We solidified our commitment to green space, devoting 13 percent of our entire land use for this purpose. Most New Albany homes are within a quarter mile of a park, our neighborhoods are connected to the Village Center and business park through an extensive leisure trail system, and we have taken steps to preserve and enhance natural assets like the Rose Run corridor.

During the past 14 years, we’ve experienced balanced growth and applied a 1.17 unit per acre benchmark for residential development. Our current housing density of 0.38 units per acre when all land uses are considered is an unmatched residential standard compared to Dublin (1.03), Powell (1.15), Hilliard (1.20), Worthington (1.56), Gahanna (1.70), Westerville (1.81), Upper Arlington (2.23) and Bexley (3.11).

But life is about what’s next and we need to collectively consider what we want our community to be and look like in future decades. To facilitate this, we divided our strategic planning process into multiple elements that include land use, transportation, economic development, open space and parks, sustainability, and community design. All of these elements play a key role in connecting people physically and emotionally to New Albany.
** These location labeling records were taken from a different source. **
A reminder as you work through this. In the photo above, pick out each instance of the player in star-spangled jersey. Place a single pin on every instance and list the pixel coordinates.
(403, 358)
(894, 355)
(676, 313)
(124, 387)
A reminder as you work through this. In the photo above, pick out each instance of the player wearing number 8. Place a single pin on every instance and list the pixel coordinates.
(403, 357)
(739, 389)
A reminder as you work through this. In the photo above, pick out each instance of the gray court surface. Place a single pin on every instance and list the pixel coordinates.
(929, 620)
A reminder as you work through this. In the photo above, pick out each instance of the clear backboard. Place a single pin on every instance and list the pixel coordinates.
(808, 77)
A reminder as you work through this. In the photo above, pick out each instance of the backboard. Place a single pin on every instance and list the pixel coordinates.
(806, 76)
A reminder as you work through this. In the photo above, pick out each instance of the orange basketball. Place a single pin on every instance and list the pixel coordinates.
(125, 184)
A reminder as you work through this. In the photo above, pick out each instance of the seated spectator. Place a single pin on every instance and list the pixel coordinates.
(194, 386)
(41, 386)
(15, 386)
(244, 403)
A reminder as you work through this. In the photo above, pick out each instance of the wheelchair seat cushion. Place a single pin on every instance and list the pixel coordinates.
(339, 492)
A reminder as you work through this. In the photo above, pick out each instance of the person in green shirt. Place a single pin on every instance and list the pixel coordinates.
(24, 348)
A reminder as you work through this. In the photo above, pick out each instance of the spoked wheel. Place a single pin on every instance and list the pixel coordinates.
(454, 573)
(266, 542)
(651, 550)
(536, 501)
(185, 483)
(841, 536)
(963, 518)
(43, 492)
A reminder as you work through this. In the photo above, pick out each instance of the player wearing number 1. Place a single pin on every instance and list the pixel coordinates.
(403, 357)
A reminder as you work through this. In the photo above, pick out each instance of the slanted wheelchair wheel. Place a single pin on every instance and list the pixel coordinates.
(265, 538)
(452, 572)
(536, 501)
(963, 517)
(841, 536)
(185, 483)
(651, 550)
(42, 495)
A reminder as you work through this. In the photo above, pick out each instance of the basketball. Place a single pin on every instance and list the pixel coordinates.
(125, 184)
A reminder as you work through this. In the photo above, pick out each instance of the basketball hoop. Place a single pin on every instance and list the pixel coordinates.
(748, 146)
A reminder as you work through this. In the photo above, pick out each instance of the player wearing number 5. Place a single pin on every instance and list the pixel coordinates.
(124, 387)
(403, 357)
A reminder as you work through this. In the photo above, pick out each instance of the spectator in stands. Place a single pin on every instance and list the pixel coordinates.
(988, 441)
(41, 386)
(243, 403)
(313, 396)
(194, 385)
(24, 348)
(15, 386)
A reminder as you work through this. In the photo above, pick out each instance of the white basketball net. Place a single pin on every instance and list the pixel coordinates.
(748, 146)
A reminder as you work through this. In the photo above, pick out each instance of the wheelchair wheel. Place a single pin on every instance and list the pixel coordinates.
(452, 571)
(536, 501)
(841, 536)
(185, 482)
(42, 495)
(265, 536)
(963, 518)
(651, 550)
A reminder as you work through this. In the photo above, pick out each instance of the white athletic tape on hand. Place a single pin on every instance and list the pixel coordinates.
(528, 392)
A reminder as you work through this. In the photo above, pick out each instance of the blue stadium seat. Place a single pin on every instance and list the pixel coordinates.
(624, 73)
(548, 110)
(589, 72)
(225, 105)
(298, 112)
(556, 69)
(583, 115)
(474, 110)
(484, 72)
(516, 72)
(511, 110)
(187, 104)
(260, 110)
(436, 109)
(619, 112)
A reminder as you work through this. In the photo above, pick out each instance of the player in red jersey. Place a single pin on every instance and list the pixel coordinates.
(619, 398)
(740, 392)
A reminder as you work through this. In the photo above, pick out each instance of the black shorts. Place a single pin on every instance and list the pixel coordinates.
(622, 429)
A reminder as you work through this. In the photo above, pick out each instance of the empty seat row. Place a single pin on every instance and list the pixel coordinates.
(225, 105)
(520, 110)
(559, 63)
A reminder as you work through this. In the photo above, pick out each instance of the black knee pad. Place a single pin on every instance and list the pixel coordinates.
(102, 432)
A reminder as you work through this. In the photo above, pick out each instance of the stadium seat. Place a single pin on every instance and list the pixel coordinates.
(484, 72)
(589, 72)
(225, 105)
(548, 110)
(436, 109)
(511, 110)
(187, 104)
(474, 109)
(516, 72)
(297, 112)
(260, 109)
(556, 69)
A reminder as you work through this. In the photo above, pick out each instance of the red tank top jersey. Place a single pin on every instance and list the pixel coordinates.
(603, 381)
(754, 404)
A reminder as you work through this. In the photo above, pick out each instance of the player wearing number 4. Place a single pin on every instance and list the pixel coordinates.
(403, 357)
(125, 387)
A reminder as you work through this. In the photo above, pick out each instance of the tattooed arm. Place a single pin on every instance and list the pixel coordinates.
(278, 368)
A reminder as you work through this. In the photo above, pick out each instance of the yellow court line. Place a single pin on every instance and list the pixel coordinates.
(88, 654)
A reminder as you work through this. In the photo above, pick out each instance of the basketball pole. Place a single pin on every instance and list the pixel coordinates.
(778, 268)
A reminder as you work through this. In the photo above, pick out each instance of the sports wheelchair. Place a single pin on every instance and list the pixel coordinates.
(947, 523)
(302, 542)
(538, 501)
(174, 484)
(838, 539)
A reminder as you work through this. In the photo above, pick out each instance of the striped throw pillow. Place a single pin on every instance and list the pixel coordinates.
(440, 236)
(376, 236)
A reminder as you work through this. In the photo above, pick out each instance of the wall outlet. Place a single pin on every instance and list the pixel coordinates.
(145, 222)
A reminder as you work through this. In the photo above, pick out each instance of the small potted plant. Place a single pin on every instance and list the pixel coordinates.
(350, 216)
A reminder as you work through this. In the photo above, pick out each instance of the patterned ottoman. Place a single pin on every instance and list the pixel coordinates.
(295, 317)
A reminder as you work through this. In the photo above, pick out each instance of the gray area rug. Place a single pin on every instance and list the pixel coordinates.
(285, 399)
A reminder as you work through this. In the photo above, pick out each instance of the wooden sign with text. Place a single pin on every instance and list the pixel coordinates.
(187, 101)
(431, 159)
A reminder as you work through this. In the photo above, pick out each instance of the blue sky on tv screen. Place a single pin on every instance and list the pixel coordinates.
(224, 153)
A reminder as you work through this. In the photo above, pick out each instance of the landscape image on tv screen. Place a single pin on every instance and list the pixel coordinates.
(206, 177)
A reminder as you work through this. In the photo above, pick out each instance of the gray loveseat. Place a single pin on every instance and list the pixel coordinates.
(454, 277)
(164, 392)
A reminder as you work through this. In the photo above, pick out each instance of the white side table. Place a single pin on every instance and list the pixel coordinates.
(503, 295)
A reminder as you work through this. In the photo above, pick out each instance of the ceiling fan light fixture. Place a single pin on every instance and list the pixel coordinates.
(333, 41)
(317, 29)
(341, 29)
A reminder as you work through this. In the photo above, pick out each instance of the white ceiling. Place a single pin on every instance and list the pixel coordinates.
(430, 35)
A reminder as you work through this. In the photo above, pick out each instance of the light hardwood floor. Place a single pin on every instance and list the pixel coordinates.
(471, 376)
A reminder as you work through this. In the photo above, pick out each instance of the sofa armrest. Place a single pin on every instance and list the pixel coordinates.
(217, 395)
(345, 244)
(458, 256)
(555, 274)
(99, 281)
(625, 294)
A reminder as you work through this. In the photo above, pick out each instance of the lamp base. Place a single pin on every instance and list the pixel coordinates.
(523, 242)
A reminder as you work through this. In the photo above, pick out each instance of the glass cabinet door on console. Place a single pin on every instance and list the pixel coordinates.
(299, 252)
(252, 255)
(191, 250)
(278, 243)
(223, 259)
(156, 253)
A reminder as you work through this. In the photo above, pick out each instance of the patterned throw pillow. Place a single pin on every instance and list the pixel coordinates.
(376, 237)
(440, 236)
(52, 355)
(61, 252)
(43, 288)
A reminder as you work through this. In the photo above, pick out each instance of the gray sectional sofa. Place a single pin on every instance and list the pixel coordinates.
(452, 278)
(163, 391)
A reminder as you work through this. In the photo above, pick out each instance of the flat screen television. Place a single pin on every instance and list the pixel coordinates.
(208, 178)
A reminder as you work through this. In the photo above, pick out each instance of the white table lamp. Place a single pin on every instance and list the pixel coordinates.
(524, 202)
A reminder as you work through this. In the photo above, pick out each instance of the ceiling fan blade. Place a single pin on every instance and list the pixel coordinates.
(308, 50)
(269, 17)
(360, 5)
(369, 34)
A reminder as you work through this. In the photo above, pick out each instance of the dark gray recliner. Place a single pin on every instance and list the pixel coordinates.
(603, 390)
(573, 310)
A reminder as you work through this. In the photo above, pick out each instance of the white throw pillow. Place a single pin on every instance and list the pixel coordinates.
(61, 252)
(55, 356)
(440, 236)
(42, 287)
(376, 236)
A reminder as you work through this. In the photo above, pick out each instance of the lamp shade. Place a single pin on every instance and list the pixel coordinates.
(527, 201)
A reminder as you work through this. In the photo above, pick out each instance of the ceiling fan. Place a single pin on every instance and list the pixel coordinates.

During these next few months, reflect on what you love about New Albany. Take a walk or bike ride. Explore our neighbor- hoods. Go to a McCoy Center program. Walk along the Rose Run Creek to hear the wildlife. Have an ice cream cone on the green in front of the library.

Whatever you do to feel more connected to your community, take the opportunity to allow yourself to dream and participate in this process. Follow local media coverage, attend an upcoming City Council meeting later this year when the plan is on the agenda or review the special “Strategic Plan” portion of our website at www.newalbanyohio.org and contribute your own ideas through the section’s “Question of the Week.” We look forward to hearing from you.